Editor: David Reiss
Brooklyn Law School

October 19, 2016

Wednesday’s Academic Roundup

By Robert Engelke

  • An article titled, The First Amendment and Fair Housing in the Sharing Economy, explains how the sharing economy—a marketplace made up of businesses that profit by connecting providers of goods and services with users of those goods and services—challenges us to reevaluate our anti-discrimination laws. This Essay considers one such challenge: how should public accommodation laws such as Title II of the Civil Rights Act of 1964 and the Fair Housing Act apply to the housing sector of the sharing economy?
  • This paper, titled Pockets of Poverty: The Long-Term Effects of Redlining, studies the long-term effects of redlining policies that restricted access to credit in urban communities.
  • An article titled, Home Equity Extraction and the Boom-Bust Cycle in Consumption and Residential Investment, explains how conventional wisdom holds that the consumption boom-bust cycle of the 2000s was caused by homeowners financing their consumption through home equity extraction. However, this view is inconsistent with micro evidence that home equity extraction is associated with large housing investment expenditures rather than consumer spending. This association is strongest among young households. I rationalize these findings using a life-cycle model with home equity-based borrowing subject to borrowing frictions.
  • This article, Nowhere to Run, Nowhere to Hide, Asset Diversification in a Flat World, presents new international diversification indexes across equity, sovereign debt, and real estate. The indexes reveal a marked and near ubiquitous decline in diversification potential across asset classes and markets for the post-2000 period. Analysis of panel data suggests that the decline is related to higher levels of market credit risk and volatility as well asto technology and communications innovation as proxied by internet diffusion. The decline in diversification opportunity is associated with sharply higher levels of investment risk.
  • A paper titled, Maintaining Condominiums and Homeowner’s Associations: Ending the Free Ride, discusses how the last five years have brought a spate of litigation over the relative rights of associations and mortgagees. The litigation appears to have settled one contentious but critical issue: the super priority lien confers on associations the right to foreclose. Other issues, however, remain unsettled, and often depend on state-specific statutory provisions.
  • This paper titled, Local Media and the Local Housing Market, provides evidence for media affecting households’ home-buying decisions, which in turn leads to an impact on short-term housing return. Individuals and households have been known to be affected by the media.

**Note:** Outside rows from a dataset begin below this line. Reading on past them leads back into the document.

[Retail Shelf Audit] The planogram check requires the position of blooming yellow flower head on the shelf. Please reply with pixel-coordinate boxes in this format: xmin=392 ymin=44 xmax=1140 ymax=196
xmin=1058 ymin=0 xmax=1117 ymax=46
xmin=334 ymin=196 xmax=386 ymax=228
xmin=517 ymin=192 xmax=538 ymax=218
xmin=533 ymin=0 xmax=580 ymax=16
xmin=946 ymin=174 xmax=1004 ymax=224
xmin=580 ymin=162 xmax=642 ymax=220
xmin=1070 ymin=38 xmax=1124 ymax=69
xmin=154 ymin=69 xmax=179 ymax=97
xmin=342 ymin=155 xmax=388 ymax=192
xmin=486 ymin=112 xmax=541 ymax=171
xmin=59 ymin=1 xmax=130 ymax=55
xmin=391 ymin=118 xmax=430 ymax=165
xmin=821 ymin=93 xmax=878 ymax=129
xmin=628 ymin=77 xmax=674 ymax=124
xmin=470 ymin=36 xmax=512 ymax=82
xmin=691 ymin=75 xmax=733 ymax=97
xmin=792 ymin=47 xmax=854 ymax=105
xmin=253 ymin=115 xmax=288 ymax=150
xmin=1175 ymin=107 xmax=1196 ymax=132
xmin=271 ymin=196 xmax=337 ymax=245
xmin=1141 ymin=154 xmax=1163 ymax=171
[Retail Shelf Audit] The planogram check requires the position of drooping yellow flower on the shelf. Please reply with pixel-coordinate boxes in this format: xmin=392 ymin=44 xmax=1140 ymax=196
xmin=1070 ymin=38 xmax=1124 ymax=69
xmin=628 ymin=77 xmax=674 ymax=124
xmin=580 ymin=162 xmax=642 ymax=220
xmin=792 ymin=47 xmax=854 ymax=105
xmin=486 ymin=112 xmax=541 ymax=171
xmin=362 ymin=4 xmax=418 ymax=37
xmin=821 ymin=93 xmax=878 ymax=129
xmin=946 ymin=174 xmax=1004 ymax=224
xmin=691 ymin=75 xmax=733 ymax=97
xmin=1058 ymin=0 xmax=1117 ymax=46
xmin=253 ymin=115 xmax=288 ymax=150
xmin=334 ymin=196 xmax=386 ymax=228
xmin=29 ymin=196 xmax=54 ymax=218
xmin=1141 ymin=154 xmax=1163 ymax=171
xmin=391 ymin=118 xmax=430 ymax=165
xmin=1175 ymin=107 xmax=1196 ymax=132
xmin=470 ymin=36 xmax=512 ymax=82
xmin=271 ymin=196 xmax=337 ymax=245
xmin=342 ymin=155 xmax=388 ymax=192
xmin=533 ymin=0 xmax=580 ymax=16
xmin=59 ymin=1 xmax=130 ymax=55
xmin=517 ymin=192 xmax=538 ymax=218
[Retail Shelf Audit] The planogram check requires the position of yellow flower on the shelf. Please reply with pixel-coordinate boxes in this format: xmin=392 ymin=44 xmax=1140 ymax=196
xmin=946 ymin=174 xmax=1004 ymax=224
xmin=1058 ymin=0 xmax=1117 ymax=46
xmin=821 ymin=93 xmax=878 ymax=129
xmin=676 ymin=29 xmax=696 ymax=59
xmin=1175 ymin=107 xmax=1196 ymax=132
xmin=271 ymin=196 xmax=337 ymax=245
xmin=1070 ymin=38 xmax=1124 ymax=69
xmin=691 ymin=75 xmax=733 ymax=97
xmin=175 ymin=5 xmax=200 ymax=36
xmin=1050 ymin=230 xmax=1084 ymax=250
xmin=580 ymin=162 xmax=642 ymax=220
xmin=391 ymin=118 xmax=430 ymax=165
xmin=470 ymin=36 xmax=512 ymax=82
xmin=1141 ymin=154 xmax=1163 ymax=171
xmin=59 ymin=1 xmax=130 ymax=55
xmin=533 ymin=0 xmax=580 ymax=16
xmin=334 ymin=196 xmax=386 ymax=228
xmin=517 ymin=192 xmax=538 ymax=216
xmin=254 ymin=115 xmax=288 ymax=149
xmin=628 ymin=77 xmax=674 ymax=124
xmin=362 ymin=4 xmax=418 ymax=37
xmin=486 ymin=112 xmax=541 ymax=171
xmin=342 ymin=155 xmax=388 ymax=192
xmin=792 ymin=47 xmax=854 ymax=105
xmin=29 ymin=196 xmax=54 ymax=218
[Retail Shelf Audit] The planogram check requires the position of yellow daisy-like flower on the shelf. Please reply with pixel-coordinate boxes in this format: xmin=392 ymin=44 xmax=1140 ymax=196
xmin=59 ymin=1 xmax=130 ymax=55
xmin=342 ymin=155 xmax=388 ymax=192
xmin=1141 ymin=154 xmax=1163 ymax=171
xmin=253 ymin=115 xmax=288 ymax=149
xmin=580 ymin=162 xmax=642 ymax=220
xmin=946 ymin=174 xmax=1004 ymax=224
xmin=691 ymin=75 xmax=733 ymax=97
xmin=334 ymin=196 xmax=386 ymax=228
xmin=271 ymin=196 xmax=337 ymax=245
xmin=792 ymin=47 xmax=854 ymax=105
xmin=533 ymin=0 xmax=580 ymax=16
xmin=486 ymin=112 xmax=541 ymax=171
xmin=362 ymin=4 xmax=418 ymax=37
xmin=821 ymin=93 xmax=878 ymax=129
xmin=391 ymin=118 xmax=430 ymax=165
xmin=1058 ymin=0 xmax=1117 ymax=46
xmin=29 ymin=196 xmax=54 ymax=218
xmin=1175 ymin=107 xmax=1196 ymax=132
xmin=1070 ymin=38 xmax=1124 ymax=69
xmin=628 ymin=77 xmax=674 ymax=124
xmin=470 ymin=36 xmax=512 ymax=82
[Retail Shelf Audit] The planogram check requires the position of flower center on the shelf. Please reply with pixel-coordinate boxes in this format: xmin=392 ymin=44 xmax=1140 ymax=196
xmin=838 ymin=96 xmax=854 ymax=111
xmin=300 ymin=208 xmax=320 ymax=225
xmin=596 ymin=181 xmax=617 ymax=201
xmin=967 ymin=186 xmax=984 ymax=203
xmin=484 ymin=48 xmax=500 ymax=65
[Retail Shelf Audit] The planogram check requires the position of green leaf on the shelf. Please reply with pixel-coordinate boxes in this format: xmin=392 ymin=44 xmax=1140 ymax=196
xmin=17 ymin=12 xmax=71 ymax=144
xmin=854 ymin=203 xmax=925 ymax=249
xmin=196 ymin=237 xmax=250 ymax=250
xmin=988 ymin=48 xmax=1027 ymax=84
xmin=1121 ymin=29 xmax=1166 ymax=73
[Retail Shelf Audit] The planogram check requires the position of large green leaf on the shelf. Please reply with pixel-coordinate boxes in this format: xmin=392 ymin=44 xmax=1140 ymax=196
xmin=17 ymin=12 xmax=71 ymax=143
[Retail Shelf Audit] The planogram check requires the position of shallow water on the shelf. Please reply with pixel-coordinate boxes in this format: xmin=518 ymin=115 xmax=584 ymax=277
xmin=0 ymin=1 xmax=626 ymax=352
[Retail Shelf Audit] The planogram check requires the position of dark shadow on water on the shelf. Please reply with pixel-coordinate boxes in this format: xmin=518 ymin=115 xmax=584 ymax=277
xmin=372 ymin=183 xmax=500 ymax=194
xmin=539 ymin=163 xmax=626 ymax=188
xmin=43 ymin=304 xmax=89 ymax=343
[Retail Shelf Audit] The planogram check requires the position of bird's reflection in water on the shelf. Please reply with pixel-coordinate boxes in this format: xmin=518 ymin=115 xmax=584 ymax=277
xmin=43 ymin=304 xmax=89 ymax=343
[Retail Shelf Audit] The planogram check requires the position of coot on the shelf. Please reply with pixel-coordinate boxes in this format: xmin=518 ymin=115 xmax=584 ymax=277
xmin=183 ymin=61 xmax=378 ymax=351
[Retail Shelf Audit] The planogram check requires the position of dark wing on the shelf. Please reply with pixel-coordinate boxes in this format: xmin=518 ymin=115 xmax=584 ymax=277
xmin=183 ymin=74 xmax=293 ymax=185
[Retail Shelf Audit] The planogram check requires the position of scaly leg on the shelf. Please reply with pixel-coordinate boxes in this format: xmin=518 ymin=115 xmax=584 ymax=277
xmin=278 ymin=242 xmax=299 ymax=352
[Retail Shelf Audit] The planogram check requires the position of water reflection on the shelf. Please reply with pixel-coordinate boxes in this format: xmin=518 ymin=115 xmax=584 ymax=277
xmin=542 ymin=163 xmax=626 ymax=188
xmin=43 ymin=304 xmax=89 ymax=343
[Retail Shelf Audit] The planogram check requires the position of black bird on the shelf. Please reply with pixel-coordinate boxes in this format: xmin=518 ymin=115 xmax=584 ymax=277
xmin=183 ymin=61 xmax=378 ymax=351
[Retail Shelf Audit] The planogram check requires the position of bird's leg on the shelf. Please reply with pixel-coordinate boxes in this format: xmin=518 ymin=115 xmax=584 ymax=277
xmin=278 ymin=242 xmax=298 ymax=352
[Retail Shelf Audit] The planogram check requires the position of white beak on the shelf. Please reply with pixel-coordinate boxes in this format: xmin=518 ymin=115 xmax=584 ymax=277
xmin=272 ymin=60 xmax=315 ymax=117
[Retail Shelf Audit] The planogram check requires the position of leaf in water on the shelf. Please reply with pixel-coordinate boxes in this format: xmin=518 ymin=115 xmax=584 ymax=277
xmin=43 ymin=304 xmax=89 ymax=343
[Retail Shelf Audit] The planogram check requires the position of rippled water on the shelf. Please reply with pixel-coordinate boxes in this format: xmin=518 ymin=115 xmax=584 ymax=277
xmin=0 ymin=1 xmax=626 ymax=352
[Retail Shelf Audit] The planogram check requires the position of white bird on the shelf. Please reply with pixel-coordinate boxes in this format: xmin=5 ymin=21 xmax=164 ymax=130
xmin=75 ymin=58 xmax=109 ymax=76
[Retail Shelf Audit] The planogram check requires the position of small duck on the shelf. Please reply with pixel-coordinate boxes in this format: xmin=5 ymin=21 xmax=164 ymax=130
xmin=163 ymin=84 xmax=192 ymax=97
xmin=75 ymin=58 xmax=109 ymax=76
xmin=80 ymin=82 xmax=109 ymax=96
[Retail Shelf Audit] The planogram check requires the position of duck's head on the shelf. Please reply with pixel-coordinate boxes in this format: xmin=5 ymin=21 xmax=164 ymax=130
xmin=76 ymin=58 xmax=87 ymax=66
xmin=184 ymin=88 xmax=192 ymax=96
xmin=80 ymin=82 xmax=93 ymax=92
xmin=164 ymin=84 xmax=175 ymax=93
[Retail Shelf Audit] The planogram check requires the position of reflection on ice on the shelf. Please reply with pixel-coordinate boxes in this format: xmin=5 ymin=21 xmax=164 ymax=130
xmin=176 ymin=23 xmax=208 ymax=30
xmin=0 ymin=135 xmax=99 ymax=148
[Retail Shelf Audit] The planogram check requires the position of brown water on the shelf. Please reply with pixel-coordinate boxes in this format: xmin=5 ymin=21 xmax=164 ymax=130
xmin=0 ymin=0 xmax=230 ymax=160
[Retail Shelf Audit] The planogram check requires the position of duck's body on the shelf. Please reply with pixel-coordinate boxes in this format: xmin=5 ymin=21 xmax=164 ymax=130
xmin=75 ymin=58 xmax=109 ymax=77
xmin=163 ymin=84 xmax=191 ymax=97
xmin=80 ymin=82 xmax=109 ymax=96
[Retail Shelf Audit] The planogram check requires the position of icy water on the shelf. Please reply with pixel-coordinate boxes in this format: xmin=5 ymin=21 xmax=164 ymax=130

Together with specific assumptions about the housing market, this implies a positive correlation between lagged media content and subsequent housing return.
  • In this paper, titled Producing Affordable Housing in Rising Markets: What Works?, we describe the problem of affordability in rising markets and review existing evidence on how well local policy approaches work. The most widely used policies, local inclusionary zoning and statewide “fair share” laws, have produced relatively small numbers of affordable units, and are therefore unlikely to substantially mitigate the effects of rising housing costs. More effective policies to develop and preserve affordable housing, particularly in high opportunity neighborhoods, will require increased public and private funding and political support.